Joins
The join transformation combines datasets by matching rows across two or more assets. Teckel supports seven join types and multi-way joins in a single transformation step.
Schema
- name: <AssetRef>
join:
left: <AssetRef>
right: <NonEmptyList[JoinTarget]>
| Field | Type | Required | Description |
|---|---|---|---|
left | AssetRef | Yes | Left-side asset. |
right | NonEmptyList[JoinTarget] | Yes | One or more join targets. |
JoinTarget object:
| Field | Type | Required | Description |
|---|---|---|---|
name | AssetRef | Yes | Right-side asset. |
type | string | Yes | Join type (see below). |
on | List[Condition] | Yes | Join conditions. Must be [] for cross joins. |
Join Types
Teckel supports these seven join types:
| Type | Description |
|---|---|
inner | Only rows with matches in both sides. |
left | All left rows; right columns are NULL for non-matches. |
right | All right rows; left columns are NULL for non-matches. |
outer | All rows from both sides; NULLs for non-matches on either side. |
cross | Cartesian product of both sides. on must be []. |
left_semi | Left rows that have at least one match in right. Only left columns returned. |
left_anti | Left rows with no match in right. Only left columns returned. |
Join Conditions
Conditions are boolean expressions comparing columns from the left and right assets. Column references must be qualified with the asset name to avoid ambiguity.
on:
- "employees.dept_id = departments.dept_id"
- "employees.start_date >= departments.valid_from"
The equality operator is = (single equals), consistent with ANSI SQL. The == form is accepted as an alias.

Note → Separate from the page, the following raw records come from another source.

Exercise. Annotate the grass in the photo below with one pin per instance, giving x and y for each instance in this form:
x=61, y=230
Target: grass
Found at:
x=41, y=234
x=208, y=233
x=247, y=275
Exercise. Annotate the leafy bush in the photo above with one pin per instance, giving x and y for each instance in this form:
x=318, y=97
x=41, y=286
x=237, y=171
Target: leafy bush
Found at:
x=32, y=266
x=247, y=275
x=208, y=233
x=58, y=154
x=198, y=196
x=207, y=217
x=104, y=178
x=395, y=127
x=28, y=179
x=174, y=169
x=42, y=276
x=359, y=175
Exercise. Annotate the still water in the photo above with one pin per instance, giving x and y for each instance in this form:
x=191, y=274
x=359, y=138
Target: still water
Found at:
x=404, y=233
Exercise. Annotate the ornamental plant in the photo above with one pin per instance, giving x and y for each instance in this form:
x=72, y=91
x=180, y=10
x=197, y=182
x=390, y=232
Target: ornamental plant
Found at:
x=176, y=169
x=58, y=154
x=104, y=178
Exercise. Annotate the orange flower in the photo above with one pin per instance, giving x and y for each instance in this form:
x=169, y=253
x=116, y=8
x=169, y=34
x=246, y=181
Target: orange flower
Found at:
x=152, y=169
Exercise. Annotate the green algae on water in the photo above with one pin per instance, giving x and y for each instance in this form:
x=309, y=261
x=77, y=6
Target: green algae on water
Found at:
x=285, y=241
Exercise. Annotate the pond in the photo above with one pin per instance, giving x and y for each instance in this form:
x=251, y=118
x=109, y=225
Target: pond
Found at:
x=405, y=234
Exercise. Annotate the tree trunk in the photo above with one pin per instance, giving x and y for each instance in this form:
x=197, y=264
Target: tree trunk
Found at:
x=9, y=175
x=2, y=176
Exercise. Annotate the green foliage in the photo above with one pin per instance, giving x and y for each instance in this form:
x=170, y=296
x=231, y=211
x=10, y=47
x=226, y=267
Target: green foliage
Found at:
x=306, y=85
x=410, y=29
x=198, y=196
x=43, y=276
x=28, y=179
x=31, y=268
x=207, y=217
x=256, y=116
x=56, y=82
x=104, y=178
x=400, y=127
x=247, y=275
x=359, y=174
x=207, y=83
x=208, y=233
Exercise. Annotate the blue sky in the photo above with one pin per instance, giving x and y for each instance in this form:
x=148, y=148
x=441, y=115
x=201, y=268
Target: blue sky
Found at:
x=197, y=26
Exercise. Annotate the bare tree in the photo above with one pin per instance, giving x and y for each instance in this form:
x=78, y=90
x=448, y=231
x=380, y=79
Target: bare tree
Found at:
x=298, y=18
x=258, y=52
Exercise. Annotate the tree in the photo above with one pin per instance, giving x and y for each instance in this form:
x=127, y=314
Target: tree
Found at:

Multiple conditions in on are combined with AND — all must be true for a row to match.
Examples
Inner Join
Return only employees that have a matching department:
transformation:
- name: employeesWithDept
join:
left: employees
right:
- name: departments
type: inner
on:
- "employees.dept_id = departments.id"
Left Join
Keep all employees, filling NULL for those without a department:
transformation:
- name: allEmployees
join:
left: employees
right:
- name: departments
type: left
on:
- "employees.dept_id = departments.id"
Right Join
Keep all departments, even those with no employees:
transformation:
- name: allDepartments
join:
left: employees
right:
- name: departments
type: right
on:
- "employees.dept_id = departments.id"
Outer (Full) Join
Keep all rows from both sides:
transformation:
- name: fullMatch
join:
left: employees
right:
- name: departments
type: outer
on:
- "employees.dept_id = departments.id"
Cross Join
Cartesian product — every row from the left paired with every row from the right. The on list must be empty:
transformation:
- name: allCombinations
join:
left: sizes
right:
- name: colors
type: cross
on: []
Left Semi Join
Return employees that exist in the active list, but only keep columns from employees:
transformation:
- name: activeEmployees
join:
left: employees
right:
- name: activeList
type: left_semi
on:
- "employees.id = activeList.employee_id"
Left Anti Join
Return employees that are NOT in the termination list:
transformation:
- name: currentEmployees
join:
left: employees
right:
- name: terminations
type: left_anti
on:
- "employees.id = terminations.employee_id"
Multi-way Joins
Multiple entries in right are applied sequentially left to right. Each join takes the accumulated result of previous joins as its left side.
transformation:
- name: enrichedOrders
join:
left: orders
right:
- name: customers
type: inner
on:
- "orders.customer_id = customers.id"
- name: products
type: left
on:
- "orders.product_id = products.id"
This is equivalent to: (orders INNER JOIN customers) LEFT JOIN products.
Tip: Multi-way joins are processed in the order listed. The second join condition can reference columns from the first join's result. Plan your join order to match your data model.
Duplicate Column Handling
When a join produces columns with the same name from both sides, both columns are preserved, qualified with their source asset name (e.g., employees.name and departments.name).
To resolve duplicates, follow the join with a select transformation:
transformation:
- name: joined
join:
left: employees
right:
- name: departments
type: inner
on:
- "employees.dept_id = departments.id"
- name: cleaned
select:
from: joined
columns:
- "employees.name as employee_name"
- "departments.name as dept_name"
- "employees.salary"
Tip: Always qualify column references in join conditions. Unqualified references like
"id = id"will produce errorE-JOIN-001for ambiguity.